To further test the promise of AI chatbots in healthcare, BIDMC researchers tested ChatGPT-4’s performance on complex diagnostic reasoning challenges.

“Recent advances in artificial intelligence have led to generative AI models that are capable of detailed text-based responses that score highly in standardized medical examinations,” said Adam Rodman, MD, co-director of the Innovations in Media and Education Delivery (iMED) Initiative at BIDMC and an instructor in medicine at Harvard Medical School, in a press release detailing the study. “We wanted to know if such a generative model could ‘think’ like a doctor, so we asked one to solve standardized complex diagnostic cases used for educational purposes. It did really, really well.”

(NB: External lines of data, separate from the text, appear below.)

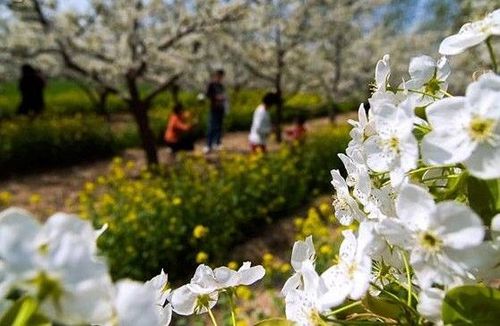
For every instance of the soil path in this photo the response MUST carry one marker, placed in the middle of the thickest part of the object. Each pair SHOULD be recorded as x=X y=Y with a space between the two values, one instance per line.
x=55 y=190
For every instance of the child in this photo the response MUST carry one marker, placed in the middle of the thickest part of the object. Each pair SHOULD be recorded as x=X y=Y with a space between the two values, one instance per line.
x=261 y=123
x=298 y=131
x=176 y=136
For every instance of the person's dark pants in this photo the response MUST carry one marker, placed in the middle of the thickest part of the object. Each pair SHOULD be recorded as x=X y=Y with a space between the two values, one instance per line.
x=215 y=128
x=184 y=144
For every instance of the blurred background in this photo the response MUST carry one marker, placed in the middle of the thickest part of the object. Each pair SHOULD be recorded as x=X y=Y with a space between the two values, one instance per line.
x=88 y=87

The research team tasked ChatGPT-4 with evaluating 70 clinicopathological case conferences (CPCs). These CPCs presented a series of complex patient cases and corresponding clinical data, including imaging studies, laboratory results, and histopathological findings.

Using these data, the AI was asked to provide potential diagnoses. The model’s accuracy was measured in terms of how often its top diagnosis matched the final diagnosis in the CPC, and whether the final diagnosis appeared in its differential diagnoses at all.

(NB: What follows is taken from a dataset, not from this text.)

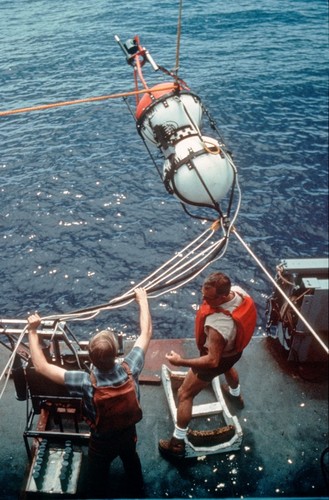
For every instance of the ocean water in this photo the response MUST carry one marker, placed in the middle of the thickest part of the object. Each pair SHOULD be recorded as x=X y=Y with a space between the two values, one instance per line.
x=83 y=213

The researchers found that ChatGPT’s top diagnosis matched the final diagnosis in 39 percent of cases, and the final CPC diagnosis was included in the tool’s differential in 64 percent of cases. This led the researchers to conclude that generative AI may prove useful as an adjunct in clinical decision-making for complex diagnoses.

“While [chatbots] cannot replace the expertise and knowledge of a trained medical professional, generative AI is a promising potential adjunct to human cognition in diagnosis,” explained first author Zahir Kanjee, MD, a hospitalist at BIDMC and assistant professor of medicine at Harvard Medical School. “It has the potential to help physicians make sense of complex medical data and broaden or refine our diagnostic thinking. We need more research on the optimal uses, benefits and limits of this technology, and a lot of privacy issues need sorting out, but these are exciting findings for the future of diagnosis and patient care.”

The research team also noted that their study had multiple limitations, including some subjectivity in the outcome measure that the researchers attempted to mitigate using a standard chat prompt for each CPC.

“Our study adds to a growing body of literature demonstrating the promising capabilities of AI technology,” said co-author Byron Crowe, MD, an internal medicine physician at BIDMC and an instructor in medicine at Harvard Medical School. “Further investigation will help us better understand how these new AI models might transform health care delivery.”